05/09/2026
𝗟’𝗼𝗽𝗽𝗼𝘀𝗶𝘁𝗶𝗼𝗻 𝗰𝗿𝗲́𝗲 𝗱𝗲𝘀 𝗮𝗱𝘃𝗲𝗿𝘀𝗮𝗶𝗿𝗲𝘀 𝘃𝗶𝘀𝗶𝗯𝗹𝗲𝘀. 𝗠𝗮𝗶𝘀 𝗹𝗮 𝗹𝗼𝘆𝗮𝘂𝘁𝗲́, 𝗲𝗹𝗹𝗲, 𝗽𝗲𝘂𝘁 𝗰𝗿𝗲́𝗲𝗿 𝗱𝗲𝘀 𝗿𝗶𝘃𝗮𝗹𝗶𝘁𝗲́𝘀 𝘀𝗶𝗹𝗲𝗻𝗰𝗶𝗲𝘂𝘀𝗲𝘀.
En politique, être le numéro deux est parfois plus dangereux qu’être l’adversaire.
Soutenir quelqu’un, le défendre, l’aider à grandir ou à accéder au pouvoir crée rarement une reconnaissance durable. Cela crée souvent une dette politique, et une dette dérange. Celui que vous avez accompagné finit par se sentir observé, redevable, parfois même diminué par votre influence ou votre proximité avec le sommet.
Et tôt ou t**d, il cherchera à s’en libérer. Pas toujours par la reconnaissance, mais parfois en vous écartant, en vous rabaissant ou en effaçant votre rôle dans son ascension.

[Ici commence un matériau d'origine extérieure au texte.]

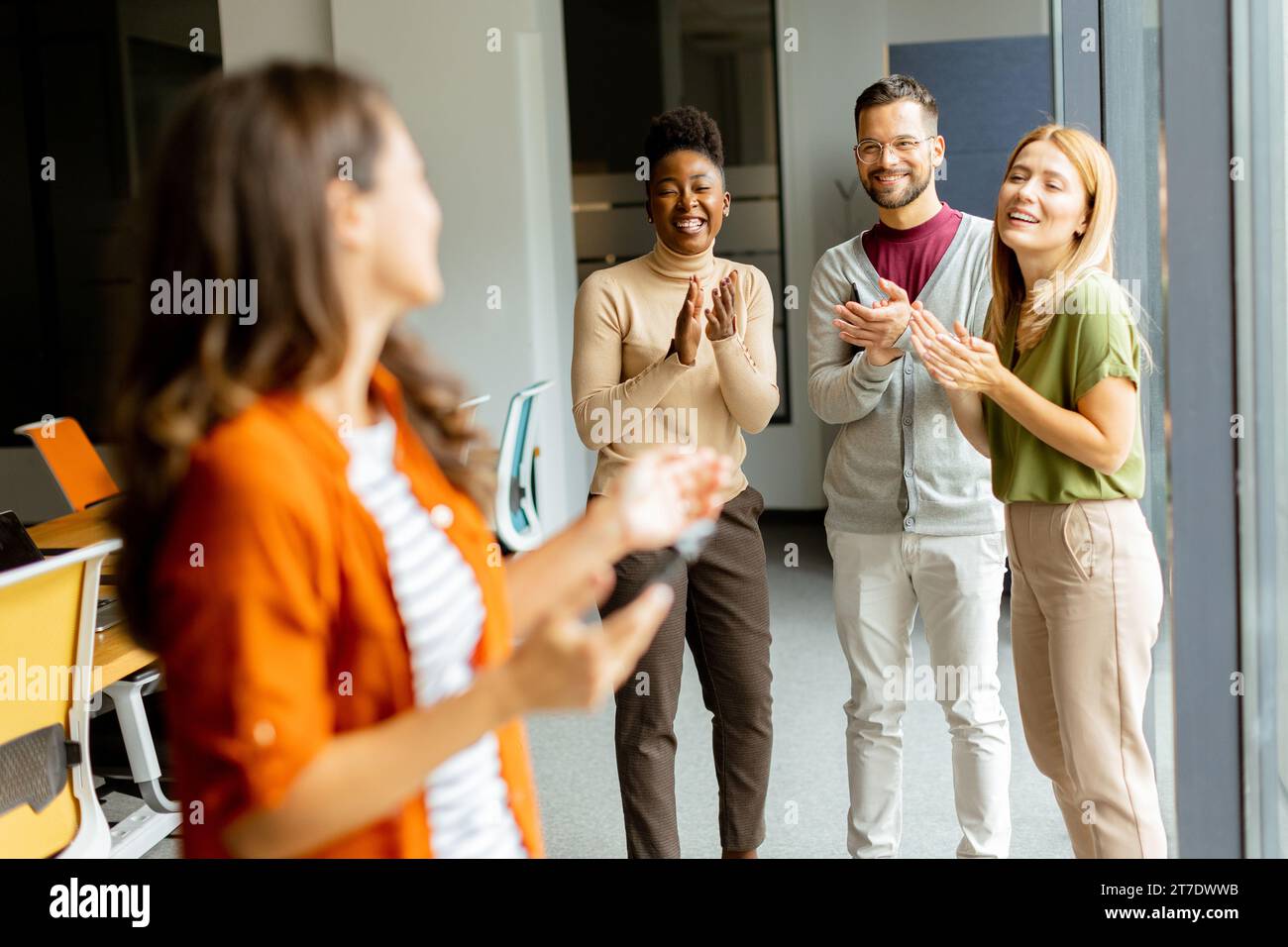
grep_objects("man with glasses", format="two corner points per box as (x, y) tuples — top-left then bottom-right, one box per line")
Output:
(808, 74), (1012, 858)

Parce qu’en politique, il est plus facile de fragiliser celui qui a aidé que d’assumer ce qu’on lui doit.
L’opposition crée des adversaires visibles. Mais la loyauté, elle, peut créer des rivalités silencieuses. Celles de ceux que vous avez soutenus, défendus ou installés, et qui ne supportent plus de vous devoir quelque chose.
Alors retenez ceci : en politique, on ne soutient jamais naïvement. Il faut soutenir avec lucidité, avec équilibre, et sans oublier que le pouvoir transforme les relations.
Car ce n’est pas toujours celui qui fait le plus pour les autres qui gagne, mais souvent celui qui comprend ce que l’aide, l’influence et la loyauté provoquent chez les hommes de pouvoir.